As a Special Education teacher, I would need to adapt the content of Chang’s book for lower level students. Before studying the genocide, I would start with a discussion about human behavior – How does power enable those in charge to manipulate others? What causes some people to develop the potential for brutality? And then I would present a history of how skilled the Japanese military was at instilling fear through threats, intimidation, and torture and at using propaganda to justify their actions. Evidence of cruel and violent Japanese behavior would be a focal point in learning about World War II and would pave the way for our unit on genocide. At that point, sections from Chang’s book could be read, discussed, and reflected upon.
It is also important to make connections between history and students’ lives, especially for students who struggle with broader academic and historical concepts.
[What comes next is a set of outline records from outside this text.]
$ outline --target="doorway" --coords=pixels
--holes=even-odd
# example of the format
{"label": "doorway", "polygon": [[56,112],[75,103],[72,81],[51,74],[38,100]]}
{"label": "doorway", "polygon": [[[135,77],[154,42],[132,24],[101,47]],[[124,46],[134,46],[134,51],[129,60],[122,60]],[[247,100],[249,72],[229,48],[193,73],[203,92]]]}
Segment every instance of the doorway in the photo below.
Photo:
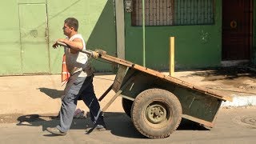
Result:
{"label": "doorway", "polygon": [[222,1],[222,61],[249,60],[253,38],[253,0]]}

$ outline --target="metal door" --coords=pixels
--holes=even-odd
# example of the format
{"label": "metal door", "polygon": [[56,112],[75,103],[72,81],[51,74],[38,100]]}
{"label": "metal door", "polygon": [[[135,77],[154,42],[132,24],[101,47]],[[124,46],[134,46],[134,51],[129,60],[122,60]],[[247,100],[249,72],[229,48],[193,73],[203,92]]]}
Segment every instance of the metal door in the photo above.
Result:
{"label": "metal door", "polygon": [[222,60],[250,59],[252,0],[222,1]]}
{"label": "metal door", "polygon": [[20,4],[23,74],[50,73],[46,5]]}

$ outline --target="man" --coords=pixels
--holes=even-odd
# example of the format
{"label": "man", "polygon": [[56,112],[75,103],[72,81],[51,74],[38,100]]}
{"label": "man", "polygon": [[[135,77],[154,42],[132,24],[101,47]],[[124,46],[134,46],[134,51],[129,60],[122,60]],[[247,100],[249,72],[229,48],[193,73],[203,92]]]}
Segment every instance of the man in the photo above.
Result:
{"label": "man", "polygon": [[[95,96],[93,86],[93,71],[88,62],[88,57],[80,50],[86,49],[86,43],[82,35],[78,34],[78,21],[74,18],[68,18],[64,21],[64,34],[66,38],[58,39],[57,42],[66,43],[66,63],[70,74],[64,90],[64,98],[62,100],[60,110],[60,123],[54,128],[47,130],[58,135],[66,134],[70,128],[78,99],[82,99],[89,107],[90,118],[96,126],[96,130],[105,130],[105,122],[100,106]],[[57,42],[54,48],[58,46]]]}

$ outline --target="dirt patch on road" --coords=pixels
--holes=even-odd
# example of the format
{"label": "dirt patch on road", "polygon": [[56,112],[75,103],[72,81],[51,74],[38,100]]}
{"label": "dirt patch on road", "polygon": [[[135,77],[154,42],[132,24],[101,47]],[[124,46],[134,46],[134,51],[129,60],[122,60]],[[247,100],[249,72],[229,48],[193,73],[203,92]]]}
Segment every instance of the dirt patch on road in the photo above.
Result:
{"label": "dirt patch on road", "polygon": [[19,123],[24,122],[48,121],[50,119],[57,119],[57,114],[40,115],[22,114],[0,114],[0,123]]}
{"label": "dirt patch on road", "polygon": [[256,94],[256,70],[250,67],[222,67],[196,70],[181,76],[185,81],[229,95]]}

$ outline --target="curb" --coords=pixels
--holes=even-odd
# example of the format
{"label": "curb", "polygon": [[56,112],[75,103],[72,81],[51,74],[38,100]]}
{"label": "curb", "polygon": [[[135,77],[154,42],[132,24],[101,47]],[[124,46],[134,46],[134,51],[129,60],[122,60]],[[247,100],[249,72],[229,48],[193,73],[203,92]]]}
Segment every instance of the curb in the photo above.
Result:
{"label": "curb", "polygon": [[234,95],[233,102],[223,102],[222,107],[225,106],[256,106],[256,95],[252,96],[238,96]]}

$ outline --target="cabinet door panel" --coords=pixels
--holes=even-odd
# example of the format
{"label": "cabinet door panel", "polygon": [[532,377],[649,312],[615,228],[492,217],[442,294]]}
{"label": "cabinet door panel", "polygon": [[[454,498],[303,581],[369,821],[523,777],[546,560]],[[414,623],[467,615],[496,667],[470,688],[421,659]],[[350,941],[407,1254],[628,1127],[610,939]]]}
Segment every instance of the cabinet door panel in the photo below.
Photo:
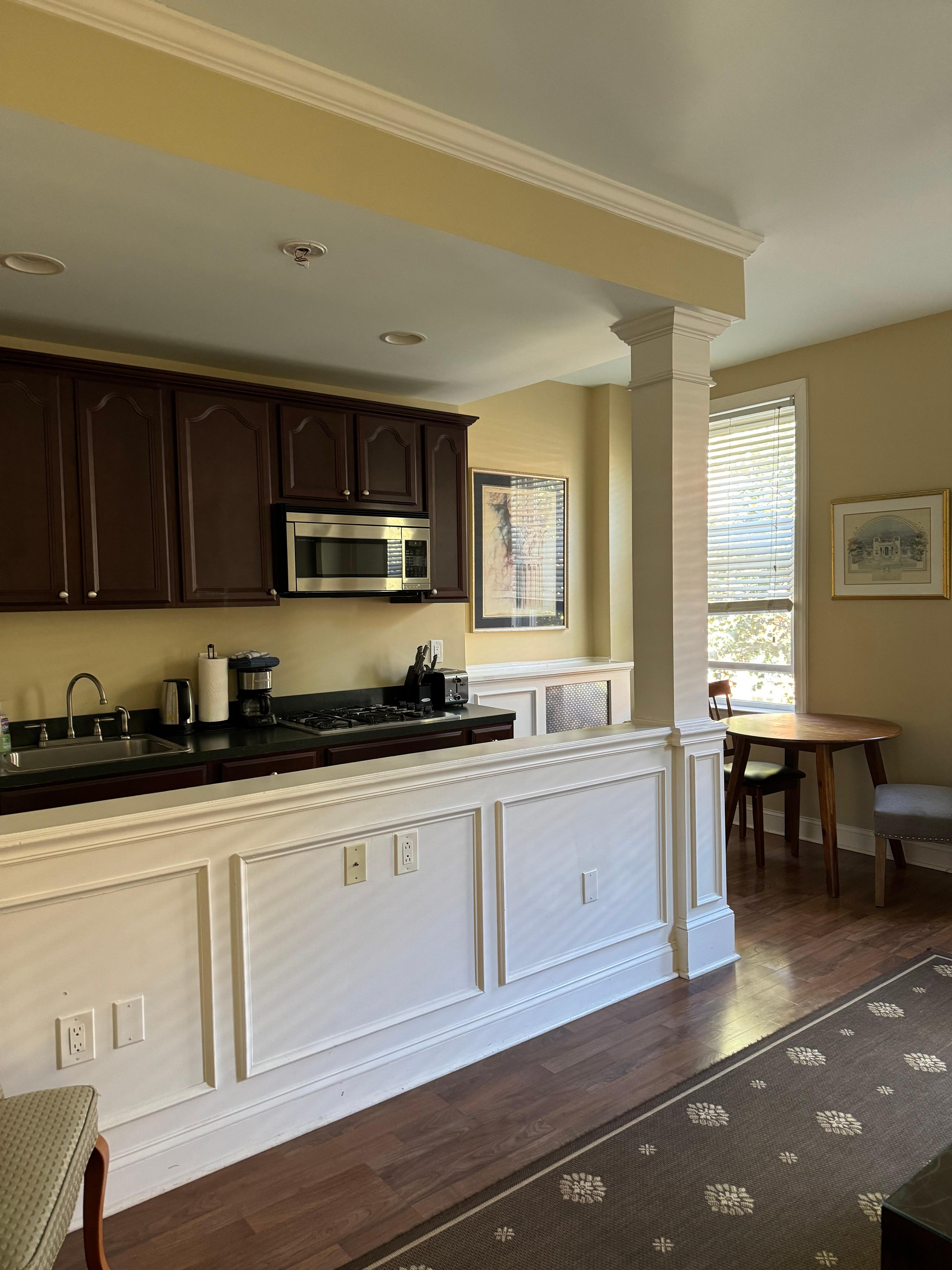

We would like to think that teenagers are naïve to manipulation and brutality; however, the reality is that today’s music, movies, and video games are exposing our young people to unimaginable behaviors at a much earlier age. Unfortunately, some students are more intrigued to learn about the horrific aspects of historical events than about the intellectual or cultural aspects, so incorporating details about the torture the Japanese inflicted on the victims in Nanking could be a good way to draw the students in. But I would also be sure to emphasize that Chang’s book provides a great example of the good in mankind by detailing the accounts of people who were willing to risk their lives to protect the innocent. I could use this theme to have students reflect on the effects of bullying today and recognize that physical violence is only one form of torture.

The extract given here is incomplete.